Une impression de fin du monde

--- 16 juin 2022

Se pourrait-il que, cette fois, ce soit différent?

Photo: Hoach Le Dinh, via Unsplash

 

On apprenait la semaine dernière que 52% de la population canadienne ne fait plus confiance aux informations diffusées par le gouvernement. Coast to coast, 44% de nos concitoyens croient que beaucoup des reportages médiatiques sont faux. En gros, c’est près d’un Canadien sur deux qui pense que l’État ment sciemment et que les journalistes cachent la vérité; autrement dit, que les institutions publiques et médiatiques les ont trahis.
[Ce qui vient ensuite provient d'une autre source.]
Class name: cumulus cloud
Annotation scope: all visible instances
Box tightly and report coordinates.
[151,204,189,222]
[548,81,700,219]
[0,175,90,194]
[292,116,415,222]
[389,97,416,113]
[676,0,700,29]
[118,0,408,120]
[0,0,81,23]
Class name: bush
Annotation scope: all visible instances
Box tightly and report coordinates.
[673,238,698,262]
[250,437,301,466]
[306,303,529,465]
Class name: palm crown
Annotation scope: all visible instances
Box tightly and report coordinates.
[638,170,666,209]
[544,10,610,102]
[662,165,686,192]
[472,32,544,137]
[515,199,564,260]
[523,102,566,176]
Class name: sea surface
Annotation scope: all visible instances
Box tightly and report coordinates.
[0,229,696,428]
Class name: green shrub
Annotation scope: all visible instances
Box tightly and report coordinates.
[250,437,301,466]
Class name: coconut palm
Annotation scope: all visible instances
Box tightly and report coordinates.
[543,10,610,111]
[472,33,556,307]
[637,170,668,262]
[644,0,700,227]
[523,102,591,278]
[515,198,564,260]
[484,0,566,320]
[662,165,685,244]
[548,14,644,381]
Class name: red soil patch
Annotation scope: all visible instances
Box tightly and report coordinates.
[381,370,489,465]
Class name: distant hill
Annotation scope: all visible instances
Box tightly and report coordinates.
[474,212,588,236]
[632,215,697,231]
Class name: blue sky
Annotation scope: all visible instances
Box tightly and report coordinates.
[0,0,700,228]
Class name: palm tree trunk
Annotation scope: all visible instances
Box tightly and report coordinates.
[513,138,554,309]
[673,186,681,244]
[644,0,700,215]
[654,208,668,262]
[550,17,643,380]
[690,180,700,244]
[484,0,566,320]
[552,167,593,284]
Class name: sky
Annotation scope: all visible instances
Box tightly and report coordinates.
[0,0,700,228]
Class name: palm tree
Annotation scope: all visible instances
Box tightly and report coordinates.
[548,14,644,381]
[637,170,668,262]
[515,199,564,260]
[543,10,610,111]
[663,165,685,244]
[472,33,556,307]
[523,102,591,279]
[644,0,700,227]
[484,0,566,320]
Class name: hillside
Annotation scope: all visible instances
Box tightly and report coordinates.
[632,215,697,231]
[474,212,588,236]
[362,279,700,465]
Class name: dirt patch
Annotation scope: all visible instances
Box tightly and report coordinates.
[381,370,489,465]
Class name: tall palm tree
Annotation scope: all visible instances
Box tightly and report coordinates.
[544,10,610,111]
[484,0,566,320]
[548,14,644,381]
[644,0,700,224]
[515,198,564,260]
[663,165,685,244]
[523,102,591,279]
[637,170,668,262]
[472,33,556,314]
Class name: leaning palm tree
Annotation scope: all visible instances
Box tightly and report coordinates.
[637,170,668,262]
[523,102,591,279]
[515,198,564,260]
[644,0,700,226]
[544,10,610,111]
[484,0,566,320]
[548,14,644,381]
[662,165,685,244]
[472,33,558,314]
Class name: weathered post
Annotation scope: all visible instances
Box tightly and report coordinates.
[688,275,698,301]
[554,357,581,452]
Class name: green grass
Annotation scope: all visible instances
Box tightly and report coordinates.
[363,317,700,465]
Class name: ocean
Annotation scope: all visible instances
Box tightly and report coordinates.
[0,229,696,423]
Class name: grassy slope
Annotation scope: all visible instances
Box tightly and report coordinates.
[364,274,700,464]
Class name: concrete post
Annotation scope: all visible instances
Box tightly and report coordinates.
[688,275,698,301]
Les mouvements anti-système ont la cote, à droite comme à gauche. La situation est semblable ou pire ailleurs. 

L’idéal de mondialisation de la dernière génération est aux soins intensifs. Certains diront que le patient était malade depuis longtemps, mais le coup de grâce est venu de la triple vague du protectionnisme Trumpien, du choc de la pandémie et de la guerre en Ukraine. Si la logique du libre-échange demeure intacte en théorie et dans les départements d’économie, ses fondations sociales et politiques se sont effritées. Les risques opérationnels, le backlash populaire et les coûts sociaux et écologiques de la course globale aux bas prix s’avèrent plus élevés que prévus. La grande géopolitique, en dormance depuis la chute de l’URSS, restructure bien des échanges. Même les oracles de Wall Street reconnaissent que le party est terminé

L’inflation – à l’épicerie, à la pompe, partout – fait trembler les ménages et les cercles politiques. Le rythme d’augmentation des prix est le plus fort depuis 30 ans. Cette semaine, une enquête de Manuvie suggérait que près de 25% des Canadiens pourraient faire face à des difficultés importantes si les taux d’intérêts continuent d’augmenter – comme ils le feront si l’inflation persiste. Les principaux indices boursiers ont perdu plus de 20% depuis le début de l’année. Ironiquement, même les crypto monnaies – perçues par certains comme refuge ultime contre l’inflation et la «tyrannie monétaire» – se sont effondrées cette semaine. Une bulle a éclaté et son regonflement ne semble pas être pour demain. 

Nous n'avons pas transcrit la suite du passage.